Once the program was revealed, the INS had no choice but to concede its existence and issued official guidance on how it would be applied.

“The remarkable work of Leon Wildes really led to the old agency of INS making its policy about prosecutorial discretion and non-priority status public for the first time,” said Shoba Sivaprasad Wadhia, a law professor at The Pennsylvania State University Dickinson School of Law who has written extensively about executive powers in immigration law.

Immigration lawyers and many legal scholars like Wadhia argue Obama draws his authority to act from a broad range of sources, from the Constitution to immigration laws to government regulations.

Critics like John Yoo and Robert Delahunty, both of whom worked in the Justice Department’s Office of Legal Counsel during President George W. Bush’s administration, argue that the president doesn’t have such broad latitude and that prosecutorial discretion can only be applied narrowly.

For Wildes, now 81 years old and still at work on immigration cases, the years spent with Lennon and Ono were a defining time. (The “hold” music on his office phone plays Lennon’s “Imagine.”)

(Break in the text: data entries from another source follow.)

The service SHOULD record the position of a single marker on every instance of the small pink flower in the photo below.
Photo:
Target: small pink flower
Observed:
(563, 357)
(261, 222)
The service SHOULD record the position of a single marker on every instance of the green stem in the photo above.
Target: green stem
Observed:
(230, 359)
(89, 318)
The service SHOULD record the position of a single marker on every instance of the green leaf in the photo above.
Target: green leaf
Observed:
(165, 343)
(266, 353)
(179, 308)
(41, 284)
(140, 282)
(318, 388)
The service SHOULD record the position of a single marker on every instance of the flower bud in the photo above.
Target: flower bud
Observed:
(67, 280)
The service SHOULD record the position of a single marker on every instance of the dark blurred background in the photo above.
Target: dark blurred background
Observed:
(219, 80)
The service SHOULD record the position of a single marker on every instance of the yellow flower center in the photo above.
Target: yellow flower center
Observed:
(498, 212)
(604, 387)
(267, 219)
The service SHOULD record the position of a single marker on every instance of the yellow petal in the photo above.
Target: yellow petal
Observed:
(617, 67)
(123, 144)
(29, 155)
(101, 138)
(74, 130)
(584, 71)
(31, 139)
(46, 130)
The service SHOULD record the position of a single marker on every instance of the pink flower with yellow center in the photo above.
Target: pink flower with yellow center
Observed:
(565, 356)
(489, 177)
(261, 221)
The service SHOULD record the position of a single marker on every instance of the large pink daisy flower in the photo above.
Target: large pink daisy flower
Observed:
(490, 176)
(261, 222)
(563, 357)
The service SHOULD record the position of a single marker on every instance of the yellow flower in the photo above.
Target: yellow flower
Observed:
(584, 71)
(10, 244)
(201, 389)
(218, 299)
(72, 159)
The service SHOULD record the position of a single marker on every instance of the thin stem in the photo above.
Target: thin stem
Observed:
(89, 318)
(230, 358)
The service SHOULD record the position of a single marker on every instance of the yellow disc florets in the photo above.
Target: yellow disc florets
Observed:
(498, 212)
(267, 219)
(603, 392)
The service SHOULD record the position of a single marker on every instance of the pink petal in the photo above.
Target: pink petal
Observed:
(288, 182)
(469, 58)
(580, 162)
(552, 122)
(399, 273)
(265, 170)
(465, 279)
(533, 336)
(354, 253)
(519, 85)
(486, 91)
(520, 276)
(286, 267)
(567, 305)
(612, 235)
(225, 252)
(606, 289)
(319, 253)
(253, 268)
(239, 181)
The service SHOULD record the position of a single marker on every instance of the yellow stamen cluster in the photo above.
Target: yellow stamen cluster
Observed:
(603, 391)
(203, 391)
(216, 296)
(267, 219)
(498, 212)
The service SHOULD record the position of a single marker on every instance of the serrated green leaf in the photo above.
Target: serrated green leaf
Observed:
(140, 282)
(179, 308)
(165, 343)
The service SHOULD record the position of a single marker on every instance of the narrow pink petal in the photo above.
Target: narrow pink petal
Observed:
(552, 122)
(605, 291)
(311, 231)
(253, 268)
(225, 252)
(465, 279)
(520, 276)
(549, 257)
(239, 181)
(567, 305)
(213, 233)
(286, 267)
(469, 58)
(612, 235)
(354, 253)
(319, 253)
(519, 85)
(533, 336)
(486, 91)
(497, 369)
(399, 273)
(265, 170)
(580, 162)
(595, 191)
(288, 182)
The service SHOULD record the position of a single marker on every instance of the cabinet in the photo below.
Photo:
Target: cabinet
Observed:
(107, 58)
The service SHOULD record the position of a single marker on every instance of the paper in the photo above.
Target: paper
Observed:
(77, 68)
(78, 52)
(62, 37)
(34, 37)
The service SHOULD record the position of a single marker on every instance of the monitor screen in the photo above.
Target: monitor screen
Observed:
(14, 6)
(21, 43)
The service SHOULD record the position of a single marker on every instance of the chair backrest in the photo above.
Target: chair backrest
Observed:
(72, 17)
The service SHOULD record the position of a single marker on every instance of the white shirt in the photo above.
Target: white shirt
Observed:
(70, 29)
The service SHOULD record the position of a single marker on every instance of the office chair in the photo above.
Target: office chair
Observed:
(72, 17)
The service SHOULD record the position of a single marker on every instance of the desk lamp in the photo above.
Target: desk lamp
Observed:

Like a good lawyer, he tried a variety of ways to lengthen Lennon’s stay.

He even attempted a novel approach. The law said convictions for possession of “narcotic drugs or marijuana” were grounds for deportation. Wildes asked Lennon whether cannabis resin, also known as hashish, was marijuana. “Oh, no,” Wildes recalled Lennon replying. “Much better than marijuana.” Wildes presented expert testimony that hashish was not marijuana and thus was not covered by the law. “While this argument has some technical appeal,” the Board of Immigration Appeals concluded, “We are not persuaded.”

In the end, Lennon won by obtaining a “non-priority” classification.

“That discretion exists,” Wildes said. “Any agency which is so huge has to be concerned how they spend their money and what they concentrate on and they shouldn’t be deporting people who are here for 25 years and never did anything really wrong.